Society: The Forgotten Age TWENTY Y.O.
13, 18, 21, 30, 50…they’re all milestone ages, marked by special cards in the Birthday aisle and new privileges. But between those numbers is a missing piece. It’s an uncelebrated milestone in everyone’s life: the end of the teen years. Turning 20 seems to be the age no one remembers, a marker that actually seems to serve mostly as the beginning to the countdown to age 21.
“When I turned 20, the weirdest thing was that I was no longer a teenager. That is how I and society had defined me for 6 years and in the span of one minute I wasn’t anymore,” said Camille Gray when reflecting on her experience.
At age 18 society grants responsibilities like the ability to sign for things without parental consent, the ability to vote, the right to buy cigarettes and enlist in the army. It’s an exciting age. Then comes 19, the last of the teen years, and finally all of a sudden big 2-0 hits, and then nothing.
“I’d say it’s more like the teasing age before turning 21,” said now 21-year-old Qiana Vincent. “You always say things like “just a few more months” or “I just wish I would turn 21 already.”
You can’t fully take the reigns of being an adult until 21. You can’t purchase alcohol or get into any of the trendy lounges with your friends who might already be 21.
Most of those surveyed said that they remember thinking that it was the start of really getting old. Many know this generation to be one of the most ambitious since the baby boomers. Young people today are jumping head first into their careers launching companies, clothing lines, and mini media hubs while still in their teens. Whether they admit it or not, part of the awe of what they do is embedded in how young they are. Thus when these ambitious young people start to grow out of their youth some serious self-reflection is forced upon them.
20-year-old Lawrence Nurse is in school and also working on his own line: Triple L Society. Turning 20 did not create anxiety for him but he did do some thinking about who he was, what he had done and where he wanted to go.

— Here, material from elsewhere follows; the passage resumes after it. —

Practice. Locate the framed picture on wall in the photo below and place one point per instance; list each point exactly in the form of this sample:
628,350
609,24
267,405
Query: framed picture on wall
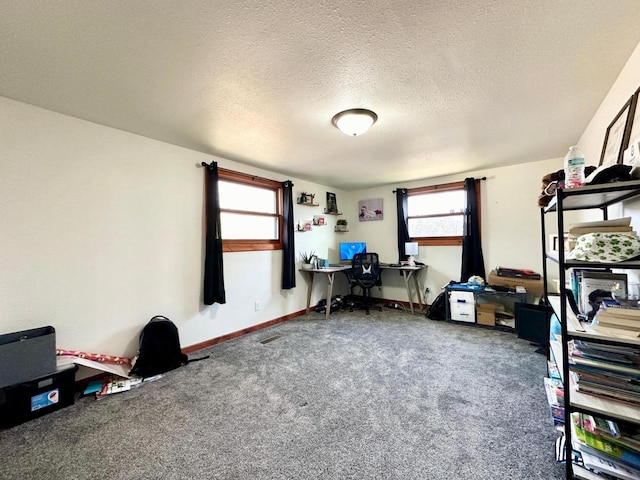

“I said to myself ‘I’m turning 20 and I have this business that I love, it kind of made me reflect on the journey that I went through and it just made me realize that I have a long road ahead of me and I’m still young.”
He didn’t feel any anxiety only a need for a shift in thinking. “I’m all about growth, so realizing that I was going to be on my own soon basically increased my drive and the passion for what I do.”

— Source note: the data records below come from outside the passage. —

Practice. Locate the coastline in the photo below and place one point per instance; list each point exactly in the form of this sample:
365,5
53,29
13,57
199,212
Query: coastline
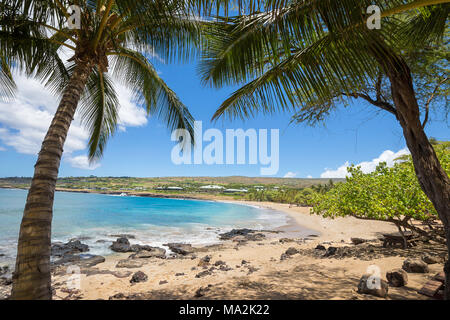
264,275
257,269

But he recalls having friends, not so sure about where they were going in life, who would express feelings of uncertainty and anxiety.
“My friend kept saying things like ‘we’re getting older and we’re about to leave college and about to be on our own…’,” Nurse recalls.
“She doesn’t really know what she wants to do and for her turning 20 basically told her it was time to settle down and find out what she wanted to do.”
Even as young as 20 can produce anxiety about what’s to come, and better yet, what hasn’t come yet. The time has officially come and gone of ever being a child star or prodigy. A different set of associations arise when the response to “how old are you?” becomes “twenty.”
“You start to think about the pressures of finding a career and being successful in life. It’s like when you have that teen attached, its like okay you’re young, once twenty comes you’re grown. So you have the feeling and responsibilities of thinking about your career and questions like what am I going to do and who do I want to be?” reflected 22 year old Rickina Brooks who mentioned that upon turning twenty her mom stopped paying her phone bill and she faced the reality of paying her own bills.
She looked forward to the privileges she would be granted at 21 but she admits that not everyone always waits until that age.
“Kids grow up fast. They’re already doing that stuff before 21, so when you turn 21 its not such a big deal, its just like okay I can do everything I was doing before …legally.”